University of Central Florida Proposal Number: CBET - 0708172
Retinal diseases lead to partial or complete loss of vision to millions of people throughout the world and causing economic stress on healthcare systems. In the United States alone, there are approximately 14 million cases per year and is likely to increase further as the average lifespan increases. Although the causes of these disorders are multiple and complex, reactive oxygen species (ROS) are considered to play a central role. Rare earth metal oxide nanoparticles (NPs) have shown promise as a therapeutic agent to scavenge these ROS responsible for retinal degeneration. However the current understanding of the biological interaction of these NPs with cells and tissue is limited and the correlation of this with thematerial chemistry, size and surface properties is necessary to ensure safe clinical usage. The proposed collaborative research between University of Central Florida (UCF) and University of Oklahoma (OU) will address the basic scientific aspects involved in engineering active NPs for SOD mimetics and therapeutic applications and evaluate its effectiveness as novel antioxidants in preventing the death of photoreceptor cells in a living animal model. The results should lead to therapies which will prolong the functional life of neurons and tissues in multiple diseases which currently afflict many people.

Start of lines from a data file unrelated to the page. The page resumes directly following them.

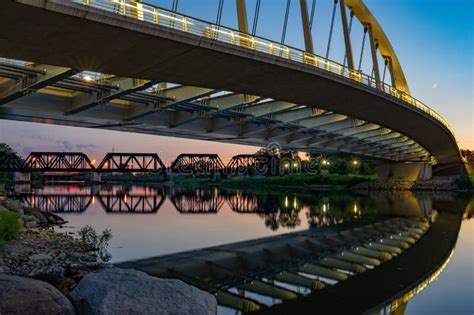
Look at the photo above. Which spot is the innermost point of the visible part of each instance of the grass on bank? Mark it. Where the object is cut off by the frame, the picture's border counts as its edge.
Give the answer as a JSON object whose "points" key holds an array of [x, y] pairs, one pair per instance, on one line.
{"points": [[9, 226]]}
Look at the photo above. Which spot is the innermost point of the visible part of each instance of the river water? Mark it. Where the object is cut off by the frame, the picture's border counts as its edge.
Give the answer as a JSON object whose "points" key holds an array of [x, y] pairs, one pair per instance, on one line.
{"points": [[154, 221]]}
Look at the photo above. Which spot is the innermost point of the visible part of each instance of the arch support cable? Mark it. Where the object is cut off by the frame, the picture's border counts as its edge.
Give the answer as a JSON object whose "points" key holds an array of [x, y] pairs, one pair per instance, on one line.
{"points": [[219, 12], [242, 16], [362, 48], [174, 8], [305, 20], [347, 36], [311, 19], [350, 29], [285, 22], [255, 17], [373, 50], [331, 28]]}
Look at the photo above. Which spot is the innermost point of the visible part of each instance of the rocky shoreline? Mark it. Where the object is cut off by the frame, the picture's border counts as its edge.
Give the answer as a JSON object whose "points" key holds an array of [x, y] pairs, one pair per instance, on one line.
{"points": [[47, 272], [441, 183]]}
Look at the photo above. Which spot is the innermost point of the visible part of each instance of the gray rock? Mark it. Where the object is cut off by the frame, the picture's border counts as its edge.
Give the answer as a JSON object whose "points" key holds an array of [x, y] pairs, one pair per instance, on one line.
{"points": [[40, 257], [3, 209], [28, 217], [27, 296], [39, 216], [121, 291], [31, 224], [13, 205]]}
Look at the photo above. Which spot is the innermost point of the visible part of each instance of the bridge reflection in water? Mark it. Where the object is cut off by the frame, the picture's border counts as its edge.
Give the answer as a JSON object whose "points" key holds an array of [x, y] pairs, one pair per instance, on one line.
{"points": [[355, 241]]}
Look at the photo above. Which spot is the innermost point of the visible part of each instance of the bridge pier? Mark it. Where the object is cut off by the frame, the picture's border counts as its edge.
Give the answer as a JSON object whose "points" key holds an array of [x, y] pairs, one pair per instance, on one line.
{"points": [[410, 172], [96, 177], [21, 177]]}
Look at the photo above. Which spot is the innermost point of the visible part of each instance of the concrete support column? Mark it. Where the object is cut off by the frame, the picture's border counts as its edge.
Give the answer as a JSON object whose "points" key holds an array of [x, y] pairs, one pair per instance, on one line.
{"points": [[308, 40], [21, 177], [373, 50], [404, 172]]}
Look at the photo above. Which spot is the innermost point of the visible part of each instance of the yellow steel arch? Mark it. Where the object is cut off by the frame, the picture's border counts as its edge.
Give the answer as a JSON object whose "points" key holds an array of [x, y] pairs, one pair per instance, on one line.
{"points": [[365, 17]]}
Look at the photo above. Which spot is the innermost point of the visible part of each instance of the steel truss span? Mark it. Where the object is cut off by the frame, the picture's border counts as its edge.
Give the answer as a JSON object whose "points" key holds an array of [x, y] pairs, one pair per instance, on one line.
{"points": [[210, 98]]}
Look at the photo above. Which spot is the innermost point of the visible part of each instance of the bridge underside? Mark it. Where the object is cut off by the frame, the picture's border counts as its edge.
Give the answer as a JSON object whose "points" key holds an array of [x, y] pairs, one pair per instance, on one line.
{"points": [[272, 99], [55, 95]]}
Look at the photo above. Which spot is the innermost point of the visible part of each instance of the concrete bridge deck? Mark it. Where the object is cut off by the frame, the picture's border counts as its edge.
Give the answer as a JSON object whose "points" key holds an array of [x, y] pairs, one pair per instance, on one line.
{"points": [[109, 43]]}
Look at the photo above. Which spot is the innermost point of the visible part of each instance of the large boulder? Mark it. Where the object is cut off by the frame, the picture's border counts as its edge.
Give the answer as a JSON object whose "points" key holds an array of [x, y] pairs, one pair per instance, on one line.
{"points": [[126, 291], [24, 296]]}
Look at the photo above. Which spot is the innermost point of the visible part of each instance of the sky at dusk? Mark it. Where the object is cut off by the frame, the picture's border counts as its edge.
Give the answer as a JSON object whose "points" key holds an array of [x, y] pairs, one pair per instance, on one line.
{"points": [[432, 38]]}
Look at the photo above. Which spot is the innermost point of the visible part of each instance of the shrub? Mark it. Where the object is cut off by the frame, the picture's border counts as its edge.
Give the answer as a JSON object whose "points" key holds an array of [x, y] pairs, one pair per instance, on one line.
{"points": [[9, 226], [91, 241]]}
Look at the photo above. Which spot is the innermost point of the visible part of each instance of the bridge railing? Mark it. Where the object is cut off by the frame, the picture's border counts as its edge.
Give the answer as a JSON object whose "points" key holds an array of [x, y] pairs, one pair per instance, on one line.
{"points": [[162, 17]]}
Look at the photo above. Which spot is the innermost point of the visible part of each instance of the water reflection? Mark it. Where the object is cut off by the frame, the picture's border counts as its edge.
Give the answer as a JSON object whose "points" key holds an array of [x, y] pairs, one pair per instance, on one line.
{"points": [[183, 219], [278, 210]]}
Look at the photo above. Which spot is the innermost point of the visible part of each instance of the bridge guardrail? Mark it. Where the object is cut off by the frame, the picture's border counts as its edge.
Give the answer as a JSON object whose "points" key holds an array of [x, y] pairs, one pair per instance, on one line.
{"points": [[155, 15]]}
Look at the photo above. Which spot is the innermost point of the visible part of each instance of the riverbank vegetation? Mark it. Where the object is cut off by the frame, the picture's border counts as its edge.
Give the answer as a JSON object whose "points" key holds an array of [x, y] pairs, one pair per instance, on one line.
{"points": [[9, 226]]}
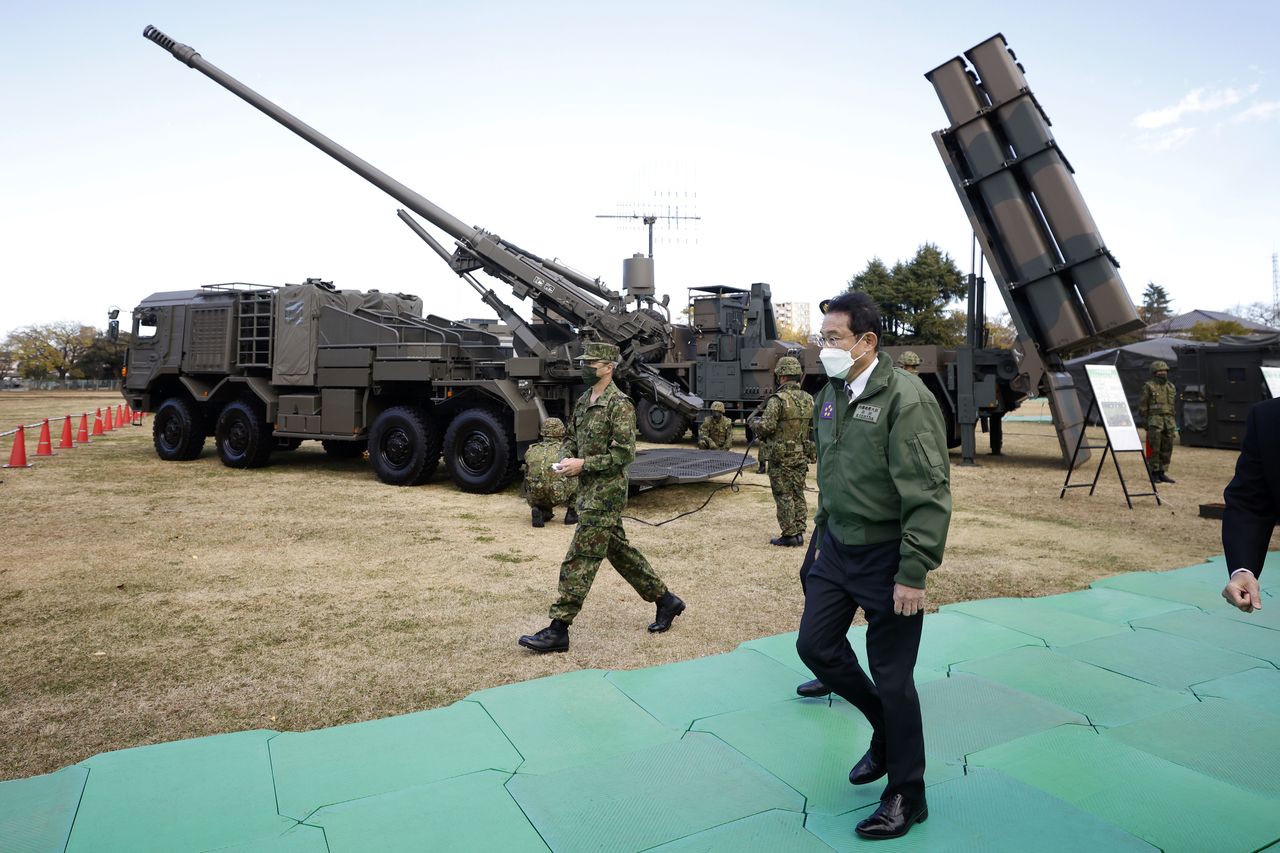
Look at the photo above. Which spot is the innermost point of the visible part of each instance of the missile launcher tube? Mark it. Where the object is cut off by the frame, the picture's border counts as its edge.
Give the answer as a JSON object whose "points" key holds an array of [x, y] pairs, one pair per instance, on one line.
{"points": [[1029, 256], [1051, 181]]}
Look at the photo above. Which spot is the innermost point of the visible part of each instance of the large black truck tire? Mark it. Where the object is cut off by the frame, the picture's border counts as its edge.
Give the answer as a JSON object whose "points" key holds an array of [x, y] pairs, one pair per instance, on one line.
{"points": [[480, 451], [659, 424], [243, 437], [403, 446], [178, 430]]}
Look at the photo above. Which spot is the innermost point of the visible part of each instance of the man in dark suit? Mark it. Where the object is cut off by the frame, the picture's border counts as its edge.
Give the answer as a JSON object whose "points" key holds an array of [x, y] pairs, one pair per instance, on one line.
{"points": [[1252, 506]]}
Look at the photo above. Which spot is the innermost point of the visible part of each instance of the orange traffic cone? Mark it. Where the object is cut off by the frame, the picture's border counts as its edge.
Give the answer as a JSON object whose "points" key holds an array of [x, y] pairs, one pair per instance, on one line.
{"points": [[45, 445], [65, 443], [18, 456]]}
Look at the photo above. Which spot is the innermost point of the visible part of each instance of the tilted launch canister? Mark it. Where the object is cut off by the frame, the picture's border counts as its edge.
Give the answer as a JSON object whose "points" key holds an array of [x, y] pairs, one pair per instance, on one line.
{"points": [[1018, 187]]}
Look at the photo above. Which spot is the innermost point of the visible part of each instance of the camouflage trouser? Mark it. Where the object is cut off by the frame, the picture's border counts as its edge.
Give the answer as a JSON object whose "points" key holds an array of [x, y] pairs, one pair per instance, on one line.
{"points": [[593, 542], [787, 484], [1160, 438]]}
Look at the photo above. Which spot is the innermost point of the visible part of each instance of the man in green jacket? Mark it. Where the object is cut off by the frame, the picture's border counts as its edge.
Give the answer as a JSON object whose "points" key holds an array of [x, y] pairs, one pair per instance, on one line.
{"points": [[599, 446], [883, 511]]}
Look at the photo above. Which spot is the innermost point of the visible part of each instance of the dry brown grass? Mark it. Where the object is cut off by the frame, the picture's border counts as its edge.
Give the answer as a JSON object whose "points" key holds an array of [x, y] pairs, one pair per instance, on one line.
{"points": [[145, 601]]}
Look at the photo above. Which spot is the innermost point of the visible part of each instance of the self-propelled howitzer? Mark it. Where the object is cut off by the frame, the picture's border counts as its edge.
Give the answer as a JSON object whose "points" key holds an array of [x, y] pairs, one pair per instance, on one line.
{"points": [[593, 310]]}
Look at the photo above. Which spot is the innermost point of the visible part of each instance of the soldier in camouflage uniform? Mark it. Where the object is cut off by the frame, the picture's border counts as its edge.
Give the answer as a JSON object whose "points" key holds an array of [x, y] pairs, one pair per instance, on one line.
{"points": [[789, 448], [1156, 406], [547, 488], [600, 445], [717, 430]]}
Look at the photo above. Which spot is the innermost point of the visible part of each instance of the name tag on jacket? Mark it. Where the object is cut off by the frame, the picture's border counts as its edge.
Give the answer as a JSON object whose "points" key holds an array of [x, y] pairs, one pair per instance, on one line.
{"points": [[867, 413]]}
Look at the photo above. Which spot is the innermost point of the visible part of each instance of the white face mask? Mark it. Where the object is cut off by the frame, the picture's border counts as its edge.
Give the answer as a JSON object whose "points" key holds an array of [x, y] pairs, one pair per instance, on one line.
{"points": [[839, 361]]}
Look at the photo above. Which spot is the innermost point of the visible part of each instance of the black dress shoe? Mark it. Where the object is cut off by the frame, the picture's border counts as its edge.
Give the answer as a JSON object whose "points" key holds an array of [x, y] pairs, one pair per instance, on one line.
{"points": [[668, 607], [894, 819], [813, 689], [868, 769], [553, 638]]}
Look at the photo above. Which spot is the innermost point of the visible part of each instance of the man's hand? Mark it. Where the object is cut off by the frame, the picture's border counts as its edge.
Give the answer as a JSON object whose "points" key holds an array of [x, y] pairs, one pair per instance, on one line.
{"points": [[1243, 592], [571, 466], [908, 601]]}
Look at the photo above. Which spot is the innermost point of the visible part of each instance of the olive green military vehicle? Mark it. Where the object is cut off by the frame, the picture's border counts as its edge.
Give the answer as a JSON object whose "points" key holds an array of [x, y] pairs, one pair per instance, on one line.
{"points": [[261, 369]]}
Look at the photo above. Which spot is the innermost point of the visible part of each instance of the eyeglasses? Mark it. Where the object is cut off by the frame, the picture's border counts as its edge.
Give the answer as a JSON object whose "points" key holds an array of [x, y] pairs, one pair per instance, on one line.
{"points": [[833, 341]]}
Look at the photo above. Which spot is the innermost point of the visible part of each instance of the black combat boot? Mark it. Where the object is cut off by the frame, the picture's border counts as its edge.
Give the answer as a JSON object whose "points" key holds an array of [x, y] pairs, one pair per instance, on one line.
{"points": [[668, 607], [553, 638]]}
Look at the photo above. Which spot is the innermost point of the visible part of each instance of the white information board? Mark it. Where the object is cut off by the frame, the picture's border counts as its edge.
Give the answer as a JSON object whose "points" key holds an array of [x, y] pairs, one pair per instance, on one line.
{"points": [[1272, 378], [1114, 406]]}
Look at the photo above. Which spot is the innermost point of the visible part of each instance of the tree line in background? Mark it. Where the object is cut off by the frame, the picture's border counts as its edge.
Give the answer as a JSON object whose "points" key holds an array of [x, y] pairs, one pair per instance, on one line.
{"points": [[917, 300], [62, 351]]}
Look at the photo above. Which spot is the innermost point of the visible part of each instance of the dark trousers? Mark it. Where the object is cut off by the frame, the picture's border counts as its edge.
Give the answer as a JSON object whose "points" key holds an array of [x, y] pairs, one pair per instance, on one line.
{"points": [[840, 580]]}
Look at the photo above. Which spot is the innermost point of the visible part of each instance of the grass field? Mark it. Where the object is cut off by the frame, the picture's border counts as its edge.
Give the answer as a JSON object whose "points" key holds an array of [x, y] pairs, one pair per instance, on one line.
{"points": [[145, 601]]}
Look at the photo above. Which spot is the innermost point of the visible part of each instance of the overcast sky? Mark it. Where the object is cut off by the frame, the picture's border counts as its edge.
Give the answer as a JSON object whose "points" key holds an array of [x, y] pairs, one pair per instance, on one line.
{"points": [[799, 132]]}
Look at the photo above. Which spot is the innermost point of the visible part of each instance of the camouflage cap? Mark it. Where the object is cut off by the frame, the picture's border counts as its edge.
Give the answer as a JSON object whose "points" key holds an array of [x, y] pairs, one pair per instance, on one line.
{"points": [[789, 366], [599, 351]]}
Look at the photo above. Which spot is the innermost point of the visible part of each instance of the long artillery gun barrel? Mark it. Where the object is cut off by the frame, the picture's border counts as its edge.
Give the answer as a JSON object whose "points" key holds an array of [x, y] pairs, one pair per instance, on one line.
{"points": [[585, 304]]}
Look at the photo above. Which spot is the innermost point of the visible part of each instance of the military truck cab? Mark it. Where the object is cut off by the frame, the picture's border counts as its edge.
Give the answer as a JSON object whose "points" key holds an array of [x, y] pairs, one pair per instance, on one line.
{"points": [[261, 369]]}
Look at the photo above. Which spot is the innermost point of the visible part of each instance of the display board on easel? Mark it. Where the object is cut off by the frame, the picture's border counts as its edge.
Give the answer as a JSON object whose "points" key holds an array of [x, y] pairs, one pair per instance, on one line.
{"points": [[1121, 434], [1271, 375]]}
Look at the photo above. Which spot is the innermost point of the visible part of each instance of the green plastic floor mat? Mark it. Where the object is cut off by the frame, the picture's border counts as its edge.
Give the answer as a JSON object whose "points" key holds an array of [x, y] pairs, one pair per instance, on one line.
{"points": [[1257, 688], [570, 719], [1034, 617], [680, 693], [182, 796], [300, 839], [1175, 808], [988, 812], [649, 797], [1157, 584], [766, 833], [965, 714], [1105, 697], [1223, 633], [1211, 737], [812, 746], [952, 638], [1111, 605], [36, 813], [472, 812], [329, 766], [1160, 658]]}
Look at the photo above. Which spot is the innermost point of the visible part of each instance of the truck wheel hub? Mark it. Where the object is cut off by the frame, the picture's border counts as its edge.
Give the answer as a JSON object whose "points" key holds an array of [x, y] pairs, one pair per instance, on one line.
{"points": [[397, 448], [476, 452]]}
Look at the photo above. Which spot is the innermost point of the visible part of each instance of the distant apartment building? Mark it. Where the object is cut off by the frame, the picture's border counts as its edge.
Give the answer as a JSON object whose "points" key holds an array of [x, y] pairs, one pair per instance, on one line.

From the intensive research, we have concluded that microenvironment plays an important role in regulating the reactivity of our surface engineered nanoceria (CNPs). It was found that CNPs crystallized in water has higher activity (energetically easier to extract oxygen from the surface of the nanoparticles) to compared to CNPs crystallized in vacuum. Simulation result reveal that degree of reduction (Ce3+/Ce4+ =0.6) are more active towards oxygen release compared to nanoparticle with Ce3+/Ce4+ = 0.02). The surface chemistry alteration on CNPs enable us to design unique antioxidant properties, that could be harnessed in its proapoptotic properties important in cancer therapy, where the cancer cells needs to be destroyed. Further, we have continued to focus on the study of the interaction of CPNs with reactive nitrogen species, such as, peroxynitrite and the results are published in journal papers. The specific molecules scavenged in vivo and the oxidation state of the CNPs still needs to be deciphered however the results from this study suggest that in the presence of CNPs, peroxynitrite, or one of its breakdown products may react with the surface of CNPs. It is likely that the protection seen in many of these studies may be attributed to CNPs interaction with ONOO- and the nature of this reaction and its products are still actively under investigation by our group. Some of the unique features are now being applied to some select retina degeneration models. Our findings demonstrate that CNPs slow degeneration and improve retinal function and structure for up to 120 days. CNPs also increase the expression of photoreceptor-specific genes catalytic antioxidants in vivo and may be broad spectrum therapeutic agents for multiple types of ocular diseases. We also did not observe any acute or long term negative effects of CNPs on retinal function or cytoarchitecture even after a long term exposure. Because CNPs are effective at low dosages, nontoxic and are retained in the retina for extended periods, we conclude that CNPs (a new type of inorganic catalytic antioxidants developed from this research) are promising ophthalmic therapeutics for treating retinal diseases known to involve oxidative stress in their pathogeneses.